Technical

Video transport protocols explained: NDI®, SRT, RTMP, HLS and more

NDI®, SRT, RTSP, RTMP, HLS, TS over UDP: these terms do not all refer to the same technical layer. Some describe how the video is compressed, others how it is packaged, others still how it is carried or requested. This guide starts with the basics, then orients by use, and only compares at the end.

The basics: codec, container, transport

H.264, H.265

The codec

The method used to compress and play back the image. It determines the weight of the stream, the quality, the latency and the compatibility.

MPEG-TS

The container

The packaging that bundles video, audio, timecode and metadata into a single stream. The "TS" in "TS over UDP" is exactly this.

UDP, SRT, RTMP, HTTP

The transport

How that packaging travels over the network. This is the level where the technologies on this page really compare.

A simple image helps: the codec is the compressed content of a letter, the container is the envelope, the transport is the delivery service.

These layers stack, and that is what explains the compound names on spec sheets. "TS over UDP" is not a single protocol: it is the MPEG-TS envelope sent directly over UDP. SRT often carries a similar MPEG-TS envelope, but adds reliability mechanisms, flow control and, depending on configuration, encryption. HLS changes the logic: it cuts the stream into segments referenced by playlists. In many cases the video codec stays the same, for example H.264 or H.265; what changes is how the stream is packaged, segmented or carried for the intended use. This is why a single encoder can offer SRT, RTMP, HLS, TS over UDP and RTSP outputs from one H.264 stream.

Another practical guide, to be taken as a tendency rather than an absolute rule: some modes push the stream toward a destination (TS over UDP, RTMP to a platform), others let the receiver come and fetch it (HLS, RTSP). SRT, often used for point-to-point contribution, handles its connection modes separately from the direction of the stream.
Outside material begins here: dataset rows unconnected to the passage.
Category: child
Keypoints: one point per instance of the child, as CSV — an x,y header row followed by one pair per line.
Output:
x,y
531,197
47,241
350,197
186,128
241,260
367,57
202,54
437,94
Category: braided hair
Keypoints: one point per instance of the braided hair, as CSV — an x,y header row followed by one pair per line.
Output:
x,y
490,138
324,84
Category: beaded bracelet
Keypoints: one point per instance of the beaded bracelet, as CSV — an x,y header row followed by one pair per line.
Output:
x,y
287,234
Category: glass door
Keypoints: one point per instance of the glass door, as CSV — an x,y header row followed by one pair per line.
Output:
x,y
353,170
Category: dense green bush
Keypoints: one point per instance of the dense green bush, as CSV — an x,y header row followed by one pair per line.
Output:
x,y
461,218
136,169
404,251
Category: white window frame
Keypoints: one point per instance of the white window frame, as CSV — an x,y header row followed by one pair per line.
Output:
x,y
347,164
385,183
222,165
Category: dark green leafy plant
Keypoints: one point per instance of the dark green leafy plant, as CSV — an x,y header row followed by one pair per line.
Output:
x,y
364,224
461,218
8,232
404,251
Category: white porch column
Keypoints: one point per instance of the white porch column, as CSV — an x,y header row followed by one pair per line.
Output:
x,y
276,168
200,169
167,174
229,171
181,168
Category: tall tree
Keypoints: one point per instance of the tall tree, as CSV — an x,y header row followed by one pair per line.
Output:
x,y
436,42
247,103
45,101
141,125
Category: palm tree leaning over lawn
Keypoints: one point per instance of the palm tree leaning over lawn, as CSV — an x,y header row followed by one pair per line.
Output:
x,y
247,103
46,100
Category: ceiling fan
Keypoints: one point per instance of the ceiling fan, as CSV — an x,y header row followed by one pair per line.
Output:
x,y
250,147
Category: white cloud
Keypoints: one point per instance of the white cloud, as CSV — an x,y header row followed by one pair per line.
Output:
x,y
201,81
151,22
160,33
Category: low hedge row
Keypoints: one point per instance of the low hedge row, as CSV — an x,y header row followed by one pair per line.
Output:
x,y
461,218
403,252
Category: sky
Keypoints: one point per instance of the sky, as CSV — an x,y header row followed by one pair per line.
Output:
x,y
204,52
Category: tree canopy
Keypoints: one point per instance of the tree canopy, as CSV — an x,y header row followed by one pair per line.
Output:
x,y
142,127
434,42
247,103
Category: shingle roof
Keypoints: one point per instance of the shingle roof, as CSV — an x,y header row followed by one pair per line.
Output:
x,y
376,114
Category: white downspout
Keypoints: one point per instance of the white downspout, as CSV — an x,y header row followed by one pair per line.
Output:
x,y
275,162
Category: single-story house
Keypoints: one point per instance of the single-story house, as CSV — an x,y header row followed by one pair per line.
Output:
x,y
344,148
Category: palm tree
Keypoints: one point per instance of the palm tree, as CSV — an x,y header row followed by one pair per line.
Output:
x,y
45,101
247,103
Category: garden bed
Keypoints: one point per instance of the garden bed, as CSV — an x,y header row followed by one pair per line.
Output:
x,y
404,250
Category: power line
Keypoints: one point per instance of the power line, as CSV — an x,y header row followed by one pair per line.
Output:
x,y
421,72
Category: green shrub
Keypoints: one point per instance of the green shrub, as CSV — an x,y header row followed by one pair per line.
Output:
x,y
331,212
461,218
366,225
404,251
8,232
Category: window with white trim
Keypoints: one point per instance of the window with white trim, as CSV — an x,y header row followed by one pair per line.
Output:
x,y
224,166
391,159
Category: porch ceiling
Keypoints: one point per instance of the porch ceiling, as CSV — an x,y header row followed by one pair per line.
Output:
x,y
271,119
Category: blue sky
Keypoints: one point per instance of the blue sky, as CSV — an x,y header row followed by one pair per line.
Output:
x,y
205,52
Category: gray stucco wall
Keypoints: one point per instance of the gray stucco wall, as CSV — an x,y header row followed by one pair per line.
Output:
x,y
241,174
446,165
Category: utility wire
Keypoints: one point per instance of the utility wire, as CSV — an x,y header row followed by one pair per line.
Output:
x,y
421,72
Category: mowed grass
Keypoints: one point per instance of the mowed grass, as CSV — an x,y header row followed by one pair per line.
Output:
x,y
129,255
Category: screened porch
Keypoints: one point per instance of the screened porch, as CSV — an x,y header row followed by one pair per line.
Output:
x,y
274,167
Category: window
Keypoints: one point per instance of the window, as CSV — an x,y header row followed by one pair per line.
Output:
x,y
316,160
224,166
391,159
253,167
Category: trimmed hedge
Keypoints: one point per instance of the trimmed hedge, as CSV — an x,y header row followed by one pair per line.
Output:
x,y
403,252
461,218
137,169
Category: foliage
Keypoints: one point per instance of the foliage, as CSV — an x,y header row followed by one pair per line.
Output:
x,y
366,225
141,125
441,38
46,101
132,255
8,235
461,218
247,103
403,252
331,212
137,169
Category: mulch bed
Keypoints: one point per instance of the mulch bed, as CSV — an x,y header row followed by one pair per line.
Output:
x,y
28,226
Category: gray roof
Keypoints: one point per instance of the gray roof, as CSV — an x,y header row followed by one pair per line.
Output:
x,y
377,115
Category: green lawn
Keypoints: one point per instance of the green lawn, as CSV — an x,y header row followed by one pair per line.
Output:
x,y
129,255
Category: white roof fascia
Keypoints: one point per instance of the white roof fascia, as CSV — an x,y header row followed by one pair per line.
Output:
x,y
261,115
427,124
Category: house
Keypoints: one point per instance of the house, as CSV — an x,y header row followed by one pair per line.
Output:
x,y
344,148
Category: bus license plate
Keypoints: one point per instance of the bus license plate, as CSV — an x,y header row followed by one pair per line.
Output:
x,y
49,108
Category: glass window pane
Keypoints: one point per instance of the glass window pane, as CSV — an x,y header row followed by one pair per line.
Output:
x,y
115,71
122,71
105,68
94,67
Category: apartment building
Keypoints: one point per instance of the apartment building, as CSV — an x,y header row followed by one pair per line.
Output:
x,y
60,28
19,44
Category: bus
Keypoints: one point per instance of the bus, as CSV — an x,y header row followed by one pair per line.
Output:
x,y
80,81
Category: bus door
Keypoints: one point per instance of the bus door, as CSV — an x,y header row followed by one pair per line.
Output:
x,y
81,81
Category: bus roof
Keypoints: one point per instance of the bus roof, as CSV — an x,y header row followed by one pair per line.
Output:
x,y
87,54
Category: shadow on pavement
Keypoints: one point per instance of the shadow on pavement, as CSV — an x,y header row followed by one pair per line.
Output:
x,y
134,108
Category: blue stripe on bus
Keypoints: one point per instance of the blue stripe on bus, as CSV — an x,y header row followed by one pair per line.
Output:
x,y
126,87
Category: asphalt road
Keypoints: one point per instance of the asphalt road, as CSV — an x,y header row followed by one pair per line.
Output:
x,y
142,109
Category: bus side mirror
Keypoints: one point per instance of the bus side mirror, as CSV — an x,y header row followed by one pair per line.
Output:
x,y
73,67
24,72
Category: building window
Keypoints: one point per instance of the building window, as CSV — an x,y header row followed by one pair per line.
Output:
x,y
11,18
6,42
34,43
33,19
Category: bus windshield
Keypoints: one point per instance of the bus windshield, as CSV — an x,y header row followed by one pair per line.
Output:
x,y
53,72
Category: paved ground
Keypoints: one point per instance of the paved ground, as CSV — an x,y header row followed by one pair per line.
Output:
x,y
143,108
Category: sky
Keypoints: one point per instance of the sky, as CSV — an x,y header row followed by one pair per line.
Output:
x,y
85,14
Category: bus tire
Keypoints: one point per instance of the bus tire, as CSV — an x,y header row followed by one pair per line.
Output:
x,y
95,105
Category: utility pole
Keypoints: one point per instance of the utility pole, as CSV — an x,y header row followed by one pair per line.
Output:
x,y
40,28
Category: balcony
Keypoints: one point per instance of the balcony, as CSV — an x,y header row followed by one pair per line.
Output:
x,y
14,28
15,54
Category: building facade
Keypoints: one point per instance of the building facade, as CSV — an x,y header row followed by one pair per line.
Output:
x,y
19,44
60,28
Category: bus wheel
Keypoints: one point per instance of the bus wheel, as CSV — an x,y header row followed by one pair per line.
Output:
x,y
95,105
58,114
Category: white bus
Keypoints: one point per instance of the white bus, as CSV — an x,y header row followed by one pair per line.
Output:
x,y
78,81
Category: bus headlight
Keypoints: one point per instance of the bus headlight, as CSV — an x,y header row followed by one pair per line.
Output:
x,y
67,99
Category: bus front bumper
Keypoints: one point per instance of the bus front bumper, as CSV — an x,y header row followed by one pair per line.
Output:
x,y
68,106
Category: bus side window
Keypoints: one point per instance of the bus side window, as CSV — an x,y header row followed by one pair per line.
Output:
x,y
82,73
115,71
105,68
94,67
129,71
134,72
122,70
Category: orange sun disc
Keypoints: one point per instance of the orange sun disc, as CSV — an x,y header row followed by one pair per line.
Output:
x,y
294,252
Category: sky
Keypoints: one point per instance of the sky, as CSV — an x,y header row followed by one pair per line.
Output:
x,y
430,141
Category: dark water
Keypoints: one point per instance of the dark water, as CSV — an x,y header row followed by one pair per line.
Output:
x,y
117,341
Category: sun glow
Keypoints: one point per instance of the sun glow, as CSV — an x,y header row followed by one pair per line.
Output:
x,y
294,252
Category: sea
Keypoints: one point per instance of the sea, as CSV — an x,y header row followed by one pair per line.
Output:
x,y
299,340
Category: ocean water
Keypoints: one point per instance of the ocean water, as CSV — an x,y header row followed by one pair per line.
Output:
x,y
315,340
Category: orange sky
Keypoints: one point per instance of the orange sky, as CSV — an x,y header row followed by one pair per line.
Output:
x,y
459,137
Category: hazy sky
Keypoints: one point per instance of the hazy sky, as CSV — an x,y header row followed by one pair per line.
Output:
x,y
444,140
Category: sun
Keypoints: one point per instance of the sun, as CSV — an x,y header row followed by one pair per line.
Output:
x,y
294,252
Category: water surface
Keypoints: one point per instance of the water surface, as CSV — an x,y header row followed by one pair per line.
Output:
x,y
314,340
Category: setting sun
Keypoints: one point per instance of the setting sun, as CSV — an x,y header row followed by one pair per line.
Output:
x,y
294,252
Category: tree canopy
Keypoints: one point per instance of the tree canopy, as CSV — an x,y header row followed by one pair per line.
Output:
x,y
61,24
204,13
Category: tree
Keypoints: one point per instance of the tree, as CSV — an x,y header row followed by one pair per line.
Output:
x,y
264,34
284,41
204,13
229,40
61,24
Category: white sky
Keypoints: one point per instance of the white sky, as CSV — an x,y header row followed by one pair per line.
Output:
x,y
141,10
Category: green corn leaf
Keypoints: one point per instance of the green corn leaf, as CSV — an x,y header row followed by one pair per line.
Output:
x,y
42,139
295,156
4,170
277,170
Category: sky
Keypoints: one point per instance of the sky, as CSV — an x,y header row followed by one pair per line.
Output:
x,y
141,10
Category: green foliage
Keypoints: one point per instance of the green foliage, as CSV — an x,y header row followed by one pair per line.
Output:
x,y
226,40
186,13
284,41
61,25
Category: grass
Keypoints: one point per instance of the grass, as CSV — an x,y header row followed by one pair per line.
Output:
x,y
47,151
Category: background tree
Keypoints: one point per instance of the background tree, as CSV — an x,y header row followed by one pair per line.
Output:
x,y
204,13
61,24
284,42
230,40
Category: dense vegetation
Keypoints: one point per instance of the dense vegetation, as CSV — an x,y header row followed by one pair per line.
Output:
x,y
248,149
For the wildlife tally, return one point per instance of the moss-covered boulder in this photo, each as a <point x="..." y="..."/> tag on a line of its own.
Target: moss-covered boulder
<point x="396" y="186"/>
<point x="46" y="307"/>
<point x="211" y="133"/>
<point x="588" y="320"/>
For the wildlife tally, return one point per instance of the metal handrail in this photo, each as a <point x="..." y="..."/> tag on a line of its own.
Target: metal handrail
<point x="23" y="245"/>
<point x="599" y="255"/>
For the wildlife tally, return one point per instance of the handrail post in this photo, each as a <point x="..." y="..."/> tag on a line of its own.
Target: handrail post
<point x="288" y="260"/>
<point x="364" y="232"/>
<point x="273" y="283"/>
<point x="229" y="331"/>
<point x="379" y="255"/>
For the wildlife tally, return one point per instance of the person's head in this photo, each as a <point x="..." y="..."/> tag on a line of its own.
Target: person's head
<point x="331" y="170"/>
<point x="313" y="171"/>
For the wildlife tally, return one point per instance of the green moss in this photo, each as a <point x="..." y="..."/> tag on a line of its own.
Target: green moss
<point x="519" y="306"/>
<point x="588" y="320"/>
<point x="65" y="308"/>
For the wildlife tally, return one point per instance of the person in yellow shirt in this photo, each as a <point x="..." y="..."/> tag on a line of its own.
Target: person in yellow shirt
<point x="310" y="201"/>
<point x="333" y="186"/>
NDI® is a special case: it is not just a way of carrying video, but a complete ecosystem designed for IP production, mainly on a local or managed network.

Choose by need
Need Natural choice Key point
Produce over IP on a local network (cameras, control room, monitoring) NDI® A complete IP production ecosystem, with automatic source discovery
Send a camera or a programme to a control room over the internet (contribution) SRT A reliable video link over imperfect networks, with optional encryption
Access the stream of an IP camera RTSP A session protocol: the receiver comes to fetch the stream, often carried over RTP
Publish a live stream to a platform (YouTube, CDN, live platform) RTMP / RTMPS The platform-ingest standard: a server URL and a stream key
Deliver video to web or OTT viewers HLS Segments served over HTTP, CDN scale, high latency
Distribute a stream on a managed network (internal IPTV, dedicated link) TS over UDP MPEG-TS sent directly over UDP, in unicast or multicast
Six technologies, six roles

The most production-oriented, on a local network

NDI

NDI replaces video cables in a local network environment. It is common with PTZ cameras and production software such as vMix, OBS or TriCaster, and with manufacturers like BirdDog or Kiloview. It carries video, audio, tally, PTZ control and metadata over a single network. In High Bandwidth, it advertises a bitrate on the order of 150 to 165 Mb/s at 1080p60 with very low latency (often under 100 ms depending on the profile); the NDI|HX variants rely on H.264/H.265 to greatly reduce the bitrate.

Strengths

  • +Very low latency, especially in NDI High Bandwidth
  • +Comfortable for live production on a local network
  • +Automatic source discovery
  • +Carries video, audio, alpha, tally, PTZ and metadata
  • +Very broad ecosystem across pro AV, PTZ and production software

Limits

  • -Bandwidth-hungry, especially in High Bandwidth
  • -Requires a clean network: proper switches, sufficient throughput, ideally a dedicated VLAN
  • -Less suited to the internet or unstable networks (NDI Bridge opens up cross-network uses)
  • -NDI|HX lowers the bitrate but adds compression and often latency
  • -Tied to the NDI ecosystem, unlike SRT which is open source

Recommended use

Local control room, conference room, studio, light set. Avoid it as the primary long-distance contribution solution over the internet, except in a well-controlled case.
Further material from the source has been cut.